Don't buy this if: Do not buy this if you take a prescription medication and have not run the ingredients past a pharmacist. The interactions on most of these products are real, not theoretical.
— Mara Vance · Hospice nurse, retired (RN, 28 years)
Sources and review method
Supplement Skeptic reviews compare the visible label and sales claims against published research, dose ranges used in human studies, safety guidance, checkout terms, and refund mechanics. This page is not medical advice.
- Vendor sales page — ClickBank-listed sales page (active as of catalog import)
Frequently asked questions
- Does BioVanish have side effects?
- BioVanish is a food-grade MCT powder, so most people tolerate it well. The most commonly reported issue with any MCT product is mild digestive upset — loose stools, cramping, or nausea — especially if you take a full scoop before your body adjusts. Starting with a half scoop usually helps. This isn’t medical advice; if you’re pregnant, nursing, managing a health condition, or taking medication, check with your doctor first.
- Is BioVanish a scam?
- No. You’ll receive a tub of powder that matches the label from a real company (WellMe), and the refund is honored through ClickBank. The marketing oversells — calling an MCT powder a ‘breakthrough’ is a stretch — but the product is genuine. The claims are inflated; the tub is real.
- How much does BioVanish cost with the add-ons?
- The front-end price is $94 for one tub. After checkout you’ll see optional bottles at $67 and $49, plus a ‘detox’ add-on the vendor sometimes bundles in. These are one-time charges with no subscription, and they’re all skippable — buying one tub is fine.

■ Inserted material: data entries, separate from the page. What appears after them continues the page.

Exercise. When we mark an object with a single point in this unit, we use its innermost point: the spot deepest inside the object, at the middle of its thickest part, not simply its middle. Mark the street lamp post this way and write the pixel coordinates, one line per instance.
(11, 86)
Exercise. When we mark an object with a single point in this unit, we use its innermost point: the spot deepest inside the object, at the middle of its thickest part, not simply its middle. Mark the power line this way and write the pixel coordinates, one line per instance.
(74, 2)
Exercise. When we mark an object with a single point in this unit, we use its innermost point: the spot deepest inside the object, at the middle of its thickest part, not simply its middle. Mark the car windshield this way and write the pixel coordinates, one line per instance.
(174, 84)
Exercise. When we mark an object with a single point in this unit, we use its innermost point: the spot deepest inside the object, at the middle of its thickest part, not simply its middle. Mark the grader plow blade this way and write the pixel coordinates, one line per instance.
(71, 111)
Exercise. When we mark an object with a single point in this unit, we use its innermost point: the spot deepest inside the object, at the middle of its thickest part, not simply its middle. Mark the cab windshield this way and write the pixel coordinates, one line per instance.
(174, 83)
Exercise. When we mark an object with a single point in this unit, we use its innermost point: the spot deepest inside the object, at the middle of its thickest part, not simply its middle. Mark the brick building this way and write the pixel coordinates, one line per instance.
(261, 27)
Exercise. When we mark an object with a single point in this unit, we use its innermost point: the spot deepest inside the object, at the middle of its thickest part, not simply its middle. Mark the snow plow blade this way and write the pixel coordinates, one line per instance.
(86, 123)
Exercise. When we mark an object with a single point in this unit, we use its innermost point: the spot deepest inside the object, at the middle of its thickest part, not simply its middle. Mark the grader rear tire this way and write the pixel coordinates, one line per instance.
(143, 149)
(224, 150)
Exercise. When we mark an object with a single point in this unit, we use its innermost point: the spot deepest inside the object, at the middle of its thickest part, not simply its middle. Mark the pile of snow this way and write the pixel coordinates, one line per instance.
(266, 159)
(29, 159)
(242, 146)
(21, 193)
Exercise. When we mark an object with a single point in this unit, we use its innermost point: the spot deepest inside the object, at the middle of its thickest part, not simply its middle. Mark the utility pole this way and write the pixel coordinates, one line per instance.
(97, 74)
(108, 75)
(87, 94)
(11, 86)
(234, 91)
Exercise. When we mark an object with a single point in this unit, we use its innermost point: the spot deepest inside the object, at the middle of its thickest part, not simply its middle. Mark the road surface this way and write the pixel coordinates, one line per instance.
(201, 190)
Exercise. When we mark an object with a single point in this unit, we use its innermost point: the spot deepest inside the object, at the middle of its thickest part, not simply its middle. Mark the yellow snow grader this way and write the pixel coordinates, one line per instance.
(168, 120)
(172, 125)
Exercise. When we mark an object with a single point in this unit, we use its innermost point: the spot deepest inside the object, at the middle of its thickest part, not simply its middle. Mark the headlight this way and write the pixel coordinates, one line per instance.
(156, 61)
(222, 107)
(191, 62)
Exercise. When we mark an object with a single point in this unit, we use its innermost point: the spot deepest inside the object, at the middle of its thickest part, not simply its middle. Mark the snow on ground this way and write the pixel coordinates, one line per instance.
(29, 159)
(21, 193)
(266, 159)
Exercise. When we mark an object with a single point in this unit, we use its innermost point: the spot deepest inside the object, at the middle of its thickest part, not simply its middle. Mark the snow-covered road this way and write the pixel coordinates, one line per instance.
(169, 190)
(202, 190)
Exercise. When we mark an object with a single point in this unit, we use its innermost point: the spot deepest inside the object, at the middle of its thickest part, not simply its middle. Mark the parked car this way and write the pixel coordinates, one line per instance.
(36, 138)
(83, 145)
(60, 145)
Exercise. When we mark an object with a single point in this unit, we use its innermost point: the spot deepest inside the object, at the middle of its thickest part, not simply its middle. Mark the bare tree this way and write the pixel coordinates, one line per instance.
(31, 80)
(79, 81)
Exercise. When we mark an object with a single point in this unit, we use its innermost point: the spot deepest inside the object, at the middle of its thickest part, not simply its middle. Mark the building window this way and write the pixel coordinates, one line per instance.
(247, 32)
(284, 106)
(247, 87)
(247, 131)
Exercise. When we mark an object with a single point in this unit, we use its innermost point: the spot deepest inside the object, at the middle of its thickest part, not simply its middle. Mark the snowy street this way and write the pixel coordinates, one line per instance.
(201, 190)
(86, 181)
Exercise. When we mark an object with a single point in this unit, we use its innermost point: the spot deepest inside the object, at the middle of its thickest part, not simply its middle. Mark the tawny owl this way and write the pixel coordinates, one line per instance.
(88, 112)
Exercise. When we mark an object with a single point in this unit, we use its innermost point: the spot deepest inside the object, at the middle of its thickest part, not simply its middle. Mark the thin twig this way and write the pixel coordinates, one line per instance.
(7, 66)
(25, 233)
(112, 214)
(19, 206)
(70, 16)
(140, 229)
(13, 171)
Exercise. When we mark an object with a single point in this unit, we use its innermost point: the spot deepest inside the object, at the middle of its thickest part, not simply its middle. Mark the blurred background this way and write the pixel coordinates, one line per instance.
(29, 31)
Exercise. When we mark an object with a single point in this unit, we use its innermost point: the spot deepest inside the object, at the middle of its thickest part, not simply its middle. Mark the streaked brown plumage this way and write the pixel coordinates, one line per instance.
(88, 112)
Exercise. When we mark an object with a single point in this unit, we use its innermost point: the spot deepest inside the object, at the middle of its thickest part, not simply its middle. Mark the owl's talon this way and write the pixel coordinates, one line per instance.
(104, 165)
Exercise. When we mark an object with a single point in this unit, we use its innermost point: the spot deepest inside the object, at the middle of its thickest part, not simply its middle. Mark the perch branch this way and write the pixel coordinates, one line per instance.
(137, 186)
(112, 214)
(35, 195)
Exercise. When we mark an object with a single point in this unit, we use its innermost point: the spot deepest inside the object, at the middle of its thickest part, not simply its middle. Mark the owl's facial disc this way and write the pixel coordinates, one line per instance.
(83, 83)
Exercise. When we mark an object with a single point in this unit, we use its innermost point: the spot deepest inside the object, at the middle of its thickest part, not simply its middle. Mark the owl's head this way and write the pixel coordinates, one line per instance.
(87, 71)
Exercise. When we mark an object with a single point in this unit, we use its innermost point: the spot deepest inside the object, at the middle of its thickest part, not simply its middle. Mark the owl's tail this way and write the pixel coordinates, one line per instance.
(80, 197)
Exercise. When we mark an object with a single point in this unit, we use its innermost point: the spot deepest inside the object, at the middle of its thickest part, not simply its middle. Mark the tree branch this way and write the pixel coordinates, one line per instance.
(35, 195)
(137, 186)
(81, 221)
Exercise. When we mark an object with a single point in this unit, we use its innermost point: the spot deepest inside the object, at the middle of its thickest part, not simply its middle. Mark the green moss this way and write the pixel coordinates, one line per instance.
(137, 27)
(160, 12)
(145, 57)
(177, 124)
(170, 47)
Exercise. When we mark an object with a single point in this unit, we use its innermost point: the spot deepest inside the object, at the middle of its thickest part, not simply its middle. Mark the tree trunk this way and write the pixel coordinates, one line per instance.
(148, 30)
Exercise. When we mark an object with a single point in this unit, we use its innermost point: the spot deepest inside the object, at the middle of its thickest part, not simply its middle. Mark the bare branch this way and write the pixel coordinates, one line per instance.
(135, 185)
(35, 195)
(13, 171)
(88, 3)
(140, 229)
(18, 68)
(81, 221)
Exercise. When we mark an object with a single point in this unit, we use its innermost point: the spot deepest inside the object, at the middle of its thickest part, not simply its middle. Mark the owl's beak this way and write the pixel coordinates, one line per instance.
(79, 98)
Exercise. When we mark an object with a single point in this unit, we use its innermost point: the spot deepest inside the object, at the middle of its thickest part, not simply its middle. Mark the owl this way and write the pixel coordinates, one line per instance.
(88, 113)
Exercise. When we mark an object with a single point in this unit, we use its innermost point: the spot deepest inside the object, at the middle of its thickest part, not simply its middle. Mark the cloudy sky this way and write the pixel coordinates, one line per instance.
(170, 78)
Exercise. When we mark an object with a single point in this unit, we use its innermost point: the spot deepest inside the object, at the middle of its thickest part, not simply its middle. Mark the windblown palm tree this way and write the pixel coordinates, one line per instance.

- Is BioVanish better than plain MCT powder?
- For taste and convenience, maybe — it’s a flavored, pre-mixed cocoa powder. For value, plain MCT oil or powder from a bulk retailer costs $15–25 and provides similar functional ingredients. If you want a pleasant keto-friendly creamer and don’t mind paying a premium, BioVanish delivers that. If you only care about the metabolic effect, the generic version is cheaper.
- What’s actually in BioVanish?
- A proprietary blend of medium-chain triglycerides (from coconut), cocoa powder, natural flavors, and a sweetener. The exact amount of the key fatty acid (C9:0) is hidden inside the blend, so you can’t compare the dose to any clinical study.
- Will BioVanish help me lose weight?
- It may help support ketone levels if you’re already eating a strict ketogenic diet and holding a calorie deficit. Ketones are a fuel source, not a fat-burner, so no powder substitutes for diet. Treat BioVanish as a convenient keto-friendly drink mix, not a standalone weight solution.